Ya han empezado, si es que lo habían dejado alguna vez. Están nerviosos porque ven las elecciones autonómicas a la vuelta de la esquina y hay que empezar a decir los mismos cuentos que algunos llevan repitiendo desde hace años.
Pero no importa, a los ciudadanos nos consideran poco más que atolondrados, que tragamos todo lo que nos echen. Y así debe ser a tenor de los resultados que se vienen produciendo elección tras elección.
Como decía, estos días venideros van a ser la repera.
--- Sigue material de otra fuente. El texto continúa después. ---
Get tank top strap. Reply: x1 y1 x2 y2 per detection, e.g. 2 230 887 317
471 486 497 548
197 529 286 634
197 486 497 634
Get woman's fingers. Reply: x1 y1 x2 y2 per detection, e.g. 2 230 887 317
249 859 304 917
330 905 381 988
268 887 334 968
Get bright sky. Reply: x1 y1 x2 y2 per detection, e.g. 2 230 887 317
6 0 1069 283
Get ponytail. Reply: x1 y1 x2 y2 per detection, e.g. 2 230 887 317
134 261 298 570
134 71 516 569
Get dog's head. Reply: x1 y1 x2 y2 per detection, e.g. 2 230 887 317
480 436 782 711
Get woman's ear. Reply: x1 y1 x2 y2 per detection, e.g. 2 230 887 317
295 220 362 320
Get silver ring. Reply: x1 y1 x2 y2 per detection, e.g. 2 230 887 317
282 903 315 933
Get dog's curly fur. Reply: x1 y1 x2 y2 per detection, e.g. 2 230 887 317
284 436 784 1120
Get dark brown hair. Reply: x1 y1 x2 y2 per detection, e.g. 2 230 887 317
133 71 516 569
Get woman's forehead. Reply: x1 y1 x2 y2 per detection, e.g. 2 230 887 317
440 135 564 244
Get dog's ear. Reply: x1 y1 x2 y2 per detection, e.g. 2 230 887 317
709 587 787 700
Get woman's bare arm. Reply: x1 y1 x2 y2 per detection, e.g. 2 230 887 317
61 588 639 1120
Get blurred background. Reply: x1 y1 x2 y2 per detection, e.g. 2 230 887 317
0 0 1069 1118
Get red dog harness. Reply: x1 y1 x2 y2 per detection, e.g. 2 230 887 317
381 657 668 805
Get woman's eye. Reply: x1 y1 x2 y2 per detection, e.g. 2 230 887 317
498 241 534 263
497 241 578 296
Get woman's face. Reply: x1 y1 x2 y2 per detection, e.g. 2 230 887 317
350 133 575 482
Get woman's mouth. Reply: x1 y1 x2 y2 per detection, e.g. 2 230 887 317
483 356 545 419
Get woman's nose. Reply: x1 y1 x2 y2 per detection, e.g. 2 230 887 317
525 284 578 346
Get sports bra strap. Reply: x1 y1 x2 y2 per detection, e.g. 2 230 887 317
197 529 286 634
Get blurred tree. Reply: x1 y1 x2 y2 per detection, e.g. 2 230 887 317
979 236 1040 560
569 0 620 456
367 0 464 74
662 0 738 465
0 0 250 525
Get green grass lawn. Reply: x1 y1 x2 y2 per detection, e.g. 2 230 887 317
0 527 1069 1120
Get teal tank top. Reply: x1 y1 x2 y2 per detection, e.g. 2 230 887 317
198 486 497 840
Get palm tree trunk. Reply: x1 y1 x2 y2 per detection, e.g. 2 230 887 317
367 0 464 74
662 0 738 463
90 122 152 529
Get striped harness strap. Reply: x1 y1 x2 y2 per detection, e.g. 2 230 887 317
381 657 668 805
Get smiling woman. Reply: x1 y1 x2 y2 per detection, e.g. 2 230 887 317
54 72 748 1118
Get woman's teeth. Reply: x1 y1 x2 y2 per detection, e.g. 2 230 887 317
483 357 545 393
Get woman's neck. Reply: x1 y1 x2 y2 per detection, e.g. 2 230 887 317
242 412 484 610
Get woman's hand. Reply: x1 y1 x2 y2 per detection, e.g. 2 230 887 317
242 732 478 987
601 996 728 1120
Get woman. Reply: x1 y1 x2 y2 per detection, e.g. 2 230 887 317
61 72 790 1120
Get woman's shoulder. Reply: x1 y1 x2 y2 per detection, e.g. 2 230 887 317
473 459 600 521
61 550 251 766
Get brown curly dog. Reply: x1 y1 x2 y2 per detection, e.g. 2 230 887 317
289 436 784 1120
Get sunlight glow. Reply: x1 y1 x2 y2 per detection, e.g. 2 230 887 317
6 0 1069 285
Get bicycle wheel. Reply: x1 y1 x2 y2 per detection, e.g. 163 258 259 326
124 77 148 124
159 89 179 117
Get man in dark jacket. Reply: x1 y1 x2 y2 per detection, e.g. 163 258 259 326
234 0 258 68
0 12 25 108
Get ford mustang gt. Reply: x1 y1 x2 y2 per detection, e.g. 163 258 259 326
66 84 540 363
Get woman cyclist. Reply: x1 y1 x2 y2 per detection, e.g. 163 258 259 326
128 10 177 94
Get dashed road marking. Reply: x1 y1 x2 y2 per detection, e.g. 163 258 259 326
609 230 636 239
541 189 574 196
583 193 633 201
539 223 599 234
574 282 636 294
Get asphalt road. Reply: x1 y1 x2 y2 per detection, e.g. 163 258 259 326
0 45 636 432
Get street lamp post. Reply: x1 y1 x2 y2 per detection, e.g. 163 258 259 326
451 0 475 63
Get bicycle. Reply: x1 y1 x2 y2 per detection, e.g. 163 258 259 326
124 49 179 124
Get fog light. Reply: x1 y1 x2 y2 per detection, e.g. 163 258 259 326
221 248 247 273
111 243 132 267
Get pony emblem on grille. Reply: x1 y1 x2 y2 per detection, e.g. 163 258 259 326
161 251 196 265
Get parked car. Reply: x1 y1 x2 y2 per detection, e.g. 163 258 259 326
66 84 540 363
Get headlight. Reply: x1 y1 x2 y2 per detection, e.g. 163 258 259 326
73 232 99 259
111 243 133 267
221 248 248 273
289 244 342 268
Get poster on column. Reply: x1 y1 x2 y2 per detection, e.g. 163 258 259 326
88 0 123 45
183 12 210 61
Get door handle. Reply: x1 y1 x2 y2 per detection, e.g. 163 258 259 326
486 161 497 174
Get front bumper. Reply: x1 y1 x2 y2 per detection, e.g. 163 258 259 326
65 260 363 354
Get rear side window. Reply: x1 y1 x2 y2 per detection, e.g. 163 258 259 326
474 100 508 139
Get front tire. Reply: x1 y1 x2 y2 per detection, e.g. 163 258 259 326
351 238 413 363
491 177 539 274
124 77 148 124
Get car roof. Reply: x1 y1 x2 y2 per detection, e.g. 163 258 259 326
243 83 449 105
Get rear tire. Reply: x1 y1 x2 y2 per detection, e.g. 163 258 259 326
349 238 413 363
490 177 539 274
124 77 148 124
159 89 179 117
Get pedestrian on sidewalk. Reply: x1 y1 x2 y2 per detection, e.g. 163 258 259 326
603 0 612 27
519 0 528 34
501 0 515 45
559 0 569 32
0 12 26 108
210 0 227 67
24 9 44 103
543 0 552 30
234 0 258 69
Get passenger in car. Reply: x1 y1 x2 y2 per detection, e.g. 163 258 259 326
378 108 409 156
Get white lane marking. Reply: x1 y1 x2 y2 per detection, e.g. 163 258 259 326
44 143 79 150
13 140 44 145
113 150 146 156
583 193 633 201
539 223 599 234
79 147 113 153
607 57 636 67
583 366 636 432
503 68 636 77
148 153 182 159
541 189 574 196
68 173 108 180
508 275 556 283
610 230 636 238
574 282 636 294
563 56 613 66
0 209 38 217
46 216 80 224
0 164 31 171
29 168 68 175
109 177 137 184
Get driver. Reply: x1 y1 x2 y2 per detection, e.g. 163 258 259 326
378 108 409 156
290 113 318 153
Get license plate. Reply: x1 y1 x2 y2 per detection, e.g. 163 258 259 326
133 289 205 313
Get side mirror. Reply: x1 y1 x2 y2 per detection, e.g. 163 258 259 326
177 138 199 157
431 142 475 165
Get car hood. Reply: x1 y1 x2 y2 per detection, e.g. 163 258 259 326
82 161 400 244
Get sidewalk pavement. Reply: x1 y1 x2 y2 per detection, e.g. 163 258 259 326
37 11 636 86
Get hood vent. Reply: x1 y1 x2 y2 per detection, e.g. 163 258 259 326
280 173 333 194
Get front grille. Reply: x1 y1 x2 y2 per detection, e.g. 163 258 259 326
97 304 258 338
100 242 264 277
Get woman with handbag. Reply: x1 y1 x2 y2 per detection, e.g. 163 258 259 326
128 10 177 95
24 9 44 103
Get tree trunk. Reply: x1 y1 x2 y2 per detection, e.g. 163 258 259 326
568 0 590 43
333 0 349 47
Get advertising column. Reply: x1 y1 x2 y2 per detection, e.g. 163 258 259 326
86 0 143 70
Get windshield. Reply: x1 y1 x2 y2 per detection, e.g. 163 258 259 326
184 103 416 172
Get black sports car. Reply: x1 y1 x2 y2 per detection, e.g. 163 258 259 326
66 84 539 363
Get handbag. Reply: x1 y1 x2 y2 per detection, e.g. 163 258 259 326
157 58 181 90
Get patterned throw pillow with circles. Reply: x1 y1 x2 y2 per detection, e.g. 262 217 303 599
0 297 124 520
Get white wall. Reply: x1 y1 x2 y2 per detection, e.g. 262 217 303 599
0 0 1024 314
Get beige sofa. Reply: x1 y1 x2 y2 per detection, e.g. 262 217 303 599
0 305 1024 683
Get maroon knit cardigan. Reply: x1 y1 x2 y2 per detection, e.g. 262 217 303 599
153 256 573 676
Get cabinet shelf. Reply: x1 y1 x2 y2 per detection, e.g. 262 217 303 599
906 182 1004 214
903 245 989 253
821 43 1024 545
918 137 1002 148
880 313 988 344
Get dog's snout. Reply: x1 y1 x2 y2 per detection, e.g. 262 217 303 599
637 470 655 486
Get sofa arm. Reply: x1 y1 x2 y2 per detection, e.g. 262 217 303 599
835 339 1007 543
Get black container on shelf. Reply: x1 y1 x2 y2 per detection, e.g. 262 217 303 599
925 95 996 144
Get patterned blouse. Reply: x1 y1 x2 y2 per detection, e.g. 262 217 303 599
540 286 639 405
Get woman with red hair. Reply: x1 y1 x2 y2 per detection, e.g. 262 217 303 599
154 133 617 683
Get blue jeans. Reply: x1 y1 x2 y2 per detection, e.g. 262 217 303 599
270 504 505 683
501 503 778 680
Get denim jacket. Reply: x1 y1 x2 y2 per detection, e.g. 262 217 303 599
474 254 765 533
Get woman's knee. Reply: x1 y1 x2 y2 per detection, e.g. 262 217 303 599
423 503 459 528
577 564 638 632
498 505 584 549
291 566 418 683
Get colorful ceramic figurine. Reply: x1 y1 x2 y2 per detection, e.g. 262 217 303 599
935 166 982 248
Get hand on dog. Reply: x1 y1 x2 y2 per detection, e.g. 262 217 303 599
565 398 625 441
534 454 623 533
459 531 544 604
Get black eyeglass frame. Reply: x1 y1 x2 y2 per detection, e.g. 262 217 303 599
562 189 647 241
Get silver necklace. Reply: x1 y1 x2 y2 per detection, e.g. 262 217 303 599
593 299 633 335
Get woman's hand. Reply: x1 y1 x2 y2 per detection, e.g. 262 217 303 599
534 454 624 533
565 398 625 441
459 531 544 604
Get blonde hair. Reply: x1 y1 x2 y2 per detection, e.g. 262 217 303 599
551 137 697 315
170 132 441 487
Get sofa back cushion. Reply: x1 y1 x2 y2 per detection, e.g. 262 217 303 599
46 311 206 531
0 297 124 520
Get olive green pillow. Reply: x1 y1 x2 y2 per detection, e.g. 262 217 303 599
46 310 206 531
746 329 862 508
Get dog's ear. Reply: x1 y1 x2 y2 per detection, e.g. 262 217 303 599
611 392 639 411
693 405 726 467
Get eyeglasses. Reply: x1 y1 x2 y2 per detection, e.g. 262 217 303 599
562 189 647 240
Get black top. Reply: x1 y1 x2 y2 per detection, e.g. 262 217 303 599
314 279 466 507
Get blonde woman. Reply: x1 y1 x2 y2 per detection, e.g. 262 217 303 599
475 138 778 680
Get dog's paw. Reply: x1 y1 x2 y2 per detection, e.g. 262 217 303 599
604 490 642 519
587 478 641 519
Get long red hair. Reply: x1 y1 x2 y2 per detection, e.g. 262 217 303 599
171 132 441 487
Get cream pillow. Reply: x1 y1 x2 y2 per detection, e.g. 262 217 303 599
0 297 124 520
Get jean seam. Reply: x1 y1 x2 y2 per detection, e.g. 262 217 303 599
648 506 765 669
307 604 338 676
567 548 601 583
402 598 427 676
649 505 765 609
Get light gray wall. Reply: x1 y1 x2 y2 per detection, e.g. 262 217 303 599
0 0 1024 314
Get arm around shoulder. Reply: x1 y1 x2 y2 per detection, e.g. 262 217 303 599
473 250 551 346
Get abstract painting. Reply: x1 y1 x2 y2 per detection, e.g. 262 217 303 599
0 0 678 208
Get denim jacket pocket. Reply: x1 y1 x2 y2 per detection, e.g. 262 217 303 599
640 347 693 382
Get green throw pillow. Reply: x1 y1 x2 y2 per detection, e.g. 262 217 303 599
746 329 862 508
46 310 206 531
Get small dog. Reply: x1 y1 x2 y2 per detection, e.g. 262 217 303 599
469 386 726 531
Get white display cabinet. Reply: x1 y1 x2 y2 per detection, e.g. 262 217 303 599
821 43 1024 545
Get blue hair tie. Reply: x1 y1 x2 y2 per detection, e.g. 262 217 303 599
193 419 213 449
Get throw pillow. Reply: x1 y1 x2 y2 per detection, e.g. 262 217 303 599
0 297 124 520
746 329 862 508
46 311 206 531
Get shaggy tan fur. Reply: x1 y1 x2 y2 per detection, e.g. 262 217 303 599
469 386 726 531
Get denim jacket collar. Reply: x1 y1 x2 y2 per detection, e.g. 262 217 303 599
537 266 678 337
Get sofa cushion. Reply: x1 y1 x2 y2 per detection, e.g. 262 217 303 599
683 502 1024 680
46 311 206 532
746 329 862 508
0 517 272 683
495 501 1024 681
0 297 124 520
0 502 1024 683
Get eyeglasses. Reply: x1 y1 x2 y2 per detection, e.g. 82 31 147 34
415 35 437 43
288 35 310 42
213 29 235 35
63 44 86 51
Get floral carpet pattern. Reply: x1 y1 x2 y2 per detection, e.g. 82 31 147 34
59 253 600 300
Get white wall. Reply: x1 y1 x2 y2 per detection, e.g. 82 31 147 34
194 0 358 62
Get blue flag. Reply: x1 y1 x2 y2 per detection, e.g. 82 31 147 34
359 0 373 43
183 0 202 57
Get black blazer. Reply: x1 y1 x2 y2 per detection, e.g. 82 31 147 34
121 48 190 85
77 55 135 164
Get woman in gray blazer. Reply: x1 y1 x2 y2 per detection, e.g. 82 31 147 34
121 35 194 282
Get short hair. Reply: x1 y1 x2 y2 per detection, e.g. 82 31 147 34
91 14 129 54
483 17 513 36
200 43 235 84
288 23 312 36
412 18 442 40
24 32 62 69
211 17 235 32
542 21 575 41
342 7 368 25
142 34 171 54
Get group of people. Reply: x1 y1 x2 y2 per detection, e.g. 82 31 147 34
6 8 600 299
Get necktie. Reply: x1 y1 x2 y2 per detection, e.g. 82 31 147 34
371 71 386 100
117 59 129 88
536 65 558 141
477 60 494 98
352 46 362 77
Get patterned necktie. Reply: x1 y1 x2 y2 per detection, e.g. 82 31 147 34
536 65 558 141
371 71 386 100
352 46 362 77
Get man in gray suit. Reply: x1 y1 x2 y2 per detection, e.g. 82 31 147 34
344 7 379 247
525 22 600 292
Se nos anunciará la construcción de nuevos colegios, arreglo de carreteras, ayudas enormes para los necesitados, que somos todos, rehabilitación y potenciación de la zona rural, freno a la especulación, más parques y espacios naturales protegidos, inversiones millonarias que se harán en un futuro, promesas y más promesas que irán acompañadas de continuas visitas de políticos que se dejarán ver por los lugares más insospechados explicando proyectos, mostrando planos, incluso en plan colegueo para que se vea lo campechanos que son, antes de volver a la frialdad y lejanía de sus despachos, en donde se volverán a hacer inaccesibles.
Nos quedan unos meses de mentiras, promesas que nunca se llevarán a cabo y políticos visitadores, pero bueno, no está mal si tenemos en cuenta que no habrá Arde Lucus, las verbenas prácticamente quedarán en la nada, la Panorama decide suspender sus actuaciones y el San Froilán se anuncia como descafeinado, así que por lo menos durante esta temporada tendremos diversión, no se lo tomen en serio y ríanse, que ya llega el verano y con algo habrá que divertirse.